有了这批战马,以后面对骑兵就可以从容得多了。
安排了一个哨的兵力,负责照看战马。
各路兵丁安置妥当,鸡已然叫过头遍,天将平晓。
刘无时回到府上,以打坐替代睡觉,恢复起精神来。
当鸡叫三遍后,顺军大营开始埋锅造饭,士兵悉悉索索起床。
天一拂晓,守城士兵突然进来汇报说,“顺军正在伐巨树,且在开凿搬运巨石!”
看来顺军是要造投石车!刘无时盘坐在踏上,思索小片刻,计上心来。
“去将副将、参军、主簿三位大人速速请来!”刘无时吩咐道。
“是,军师!”传令官得了军令。出府后很快便派遣手下,骑着新拨的快马,前往三位大人府上传达军令。
这三人知道顺军必不善罢甘休,近日定有一场大战!因此全都早早起来,用过饭,正要前往军营,军令已然下达。
三人忙骑着马匆匆赶到总兵府上,听候调遣。
“末将参见军师!”
三人进门后,施以拱手半礼,静候军师号令。
刘无时见三人衣冠整洁,尤其是副将姚鉴都套好了铠甲,甚是欣慰。于是开口道:“适才前哨官来报,顺军正在造投石车,尔等可有应对之策?”
三人听到军师问策,全都面面相觑,不知如何作答。
最后副将姚鉴职责所在,顶不住压力,硬着头皮答道:“禀军师,如今唯有加固城防工事方可!”
副将姚鉴答完,三人微微抬头观察军师的表情,猜其心中所想。
刘无时养气多年,自然不会有什么表情。
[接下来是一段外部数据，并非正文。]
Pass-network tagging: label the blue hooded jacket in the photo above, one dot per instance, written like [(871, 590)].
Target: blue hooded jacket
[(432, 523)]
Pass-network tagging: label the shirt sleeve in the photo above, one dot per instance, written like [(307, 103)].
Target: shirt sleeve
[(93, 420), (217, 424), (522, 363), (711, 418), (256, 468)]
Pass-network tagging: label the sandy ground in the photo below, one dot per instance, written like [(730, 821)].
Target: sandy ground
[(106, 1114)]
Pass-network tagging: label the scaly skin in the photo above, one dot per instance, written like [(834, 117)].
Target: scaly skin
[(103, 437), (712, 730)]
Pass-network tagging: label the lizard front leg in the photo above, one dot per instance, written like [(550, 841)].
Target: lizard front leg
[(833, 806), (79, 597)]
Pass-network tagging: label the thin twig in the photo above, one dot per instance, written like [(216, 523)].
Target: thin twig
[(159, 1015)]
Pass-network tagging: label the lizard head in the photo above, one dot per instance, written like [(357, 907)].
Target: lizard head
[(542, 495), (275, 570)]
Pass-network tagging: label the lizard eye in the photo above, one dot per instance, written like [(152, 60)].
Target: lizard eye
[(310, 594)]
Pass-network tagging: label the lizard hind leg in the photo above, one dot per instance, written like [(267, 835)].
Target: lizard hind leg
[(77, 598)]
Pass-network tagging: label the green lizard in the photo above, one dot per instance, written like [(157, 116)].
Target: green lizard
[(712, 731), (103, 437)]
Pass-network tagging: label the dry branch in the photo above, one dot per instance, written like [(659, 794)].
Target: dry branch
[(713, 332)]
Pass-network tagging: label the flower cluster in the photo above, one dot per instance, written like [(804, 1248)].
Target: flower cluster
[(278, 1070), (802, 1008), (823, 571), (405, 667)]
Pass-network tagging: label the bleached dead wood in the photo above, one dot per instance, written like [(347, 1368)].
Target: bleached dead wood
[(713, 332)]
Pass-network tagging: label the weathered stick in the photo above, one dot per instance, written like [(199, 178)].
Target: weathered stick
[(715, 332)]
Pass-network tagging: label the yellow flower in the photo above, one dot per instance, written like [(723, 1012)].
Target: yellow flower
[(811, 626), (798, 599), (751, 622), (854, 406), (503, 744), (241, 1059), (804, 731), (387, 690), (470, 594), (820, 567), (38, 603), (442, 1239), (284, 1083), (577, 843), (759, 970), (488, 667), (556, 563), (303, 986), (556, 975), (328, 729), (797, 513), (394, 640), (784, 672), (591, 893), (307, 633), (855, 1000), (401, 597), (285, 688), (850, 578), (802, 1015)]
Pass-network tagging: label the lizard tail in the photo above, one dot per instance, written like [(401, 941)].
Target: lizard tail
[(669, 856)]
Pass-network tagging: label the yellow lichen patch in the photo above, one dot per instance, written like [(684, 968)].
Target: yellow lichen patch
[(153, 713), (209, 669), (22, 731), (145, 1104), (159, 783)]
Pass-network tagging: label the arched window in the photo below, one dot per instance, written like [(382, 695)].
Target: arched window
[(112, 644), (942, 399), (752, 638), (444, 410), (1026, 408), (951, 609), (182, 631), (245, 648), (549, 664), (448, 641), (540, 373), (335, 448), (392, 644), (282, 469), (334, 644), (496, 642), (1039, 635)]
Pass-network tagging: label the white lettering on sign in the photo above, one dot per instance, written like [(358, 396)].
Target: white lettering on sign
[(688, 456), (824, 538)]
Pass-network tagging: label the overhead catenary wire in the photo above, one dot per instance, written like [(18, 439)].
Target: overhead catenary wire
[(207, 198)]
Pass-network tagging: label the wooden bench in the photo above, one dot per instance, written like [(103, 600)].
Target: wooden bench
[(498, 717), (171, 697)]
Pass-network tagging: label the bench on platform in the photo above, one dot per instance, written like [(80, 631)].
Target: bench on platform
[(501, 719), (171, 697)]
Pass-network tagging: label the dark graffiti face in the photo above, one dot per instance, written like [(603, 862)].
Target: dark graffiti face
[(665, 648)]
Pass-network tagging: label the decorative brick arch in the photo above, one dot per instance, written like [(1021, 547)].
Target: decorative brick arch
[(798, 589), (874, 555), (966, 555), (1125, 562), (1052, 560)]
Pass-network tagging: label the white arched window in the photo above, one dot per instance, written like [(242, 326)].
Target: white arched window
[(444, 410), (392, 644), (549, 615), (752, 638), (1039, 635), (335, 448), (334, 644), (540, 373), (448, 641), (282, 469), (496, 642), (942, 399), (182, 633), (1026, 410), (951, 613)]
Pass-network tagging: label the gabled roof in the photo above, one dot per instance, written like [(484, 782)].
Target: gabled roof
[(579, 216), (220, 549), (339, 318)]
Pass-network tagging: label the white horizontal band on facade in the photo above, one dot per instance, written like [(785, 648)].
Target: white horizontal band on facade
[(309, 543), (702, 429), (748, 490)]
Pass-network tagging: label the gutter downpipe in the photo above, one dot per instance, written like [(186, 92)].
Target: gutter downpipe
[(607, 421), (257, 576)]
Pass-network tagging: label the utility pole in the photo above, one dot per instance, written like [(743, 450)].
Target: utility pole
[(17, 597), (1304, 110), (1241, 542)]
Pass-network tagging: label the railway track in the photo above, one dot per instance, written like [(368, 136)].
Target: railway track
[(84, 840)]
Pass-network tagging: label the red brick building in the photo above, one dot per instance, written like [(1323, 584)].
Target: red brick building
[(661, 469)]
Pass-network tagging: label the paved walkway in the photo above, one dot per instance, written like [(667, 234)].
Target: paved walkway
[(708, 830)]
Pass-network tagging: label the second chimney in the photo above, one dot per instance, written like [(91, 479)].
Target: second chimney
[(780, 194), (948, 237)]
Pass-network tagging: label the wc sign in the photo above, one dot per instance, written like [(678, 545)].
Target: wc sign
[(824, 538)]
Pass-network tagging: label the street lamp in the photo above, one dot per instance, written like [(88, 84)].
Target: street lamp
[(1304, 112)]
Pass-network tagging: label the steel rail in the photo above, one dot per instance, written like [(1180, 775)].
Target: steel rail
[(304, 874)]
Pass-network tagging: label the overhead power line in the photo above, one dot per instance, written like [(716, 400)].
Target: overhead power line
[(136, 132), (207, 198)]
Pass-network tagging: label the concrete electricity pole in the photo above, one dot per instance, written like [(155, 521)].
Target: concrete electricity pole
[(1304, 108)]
盯着三人沉默许久,不作评价。
三人被看得心中发怵,不由自主地低下头,心跳不已。没想到面对军师压迫感竟然这么强,怪不得顺军昨天那么多人都不敢全力攻城!
见火候差不多了,刘无时收了气势,起身下令道:“副将何在?”
“末将在!”军师一开口,副将姚鉴只觉得浑身一轻,忙跪地接令。
“命汝集合营中战马,领兵一千,西城门待命,待令下,冲出西城门斩杀顺军西营步兵!切记,不可恋战,见好就收!”刘无时下令道。
副将姚鉴一听,不是去打顺军的重骑兵,而是冲击刘芳亮的步兵营,顿时放下心来,高兴地接了军令。
“行军主簿何在?”
“卑职在!”主簿赵枀立即跪地接令。
“命汝今日招募三千守城兵,俸银二两,斩敌一两。若有愿来者,将其家门板也一并租来,付银一两。”刘无时这次说的较慢,尽可能的让手下听清。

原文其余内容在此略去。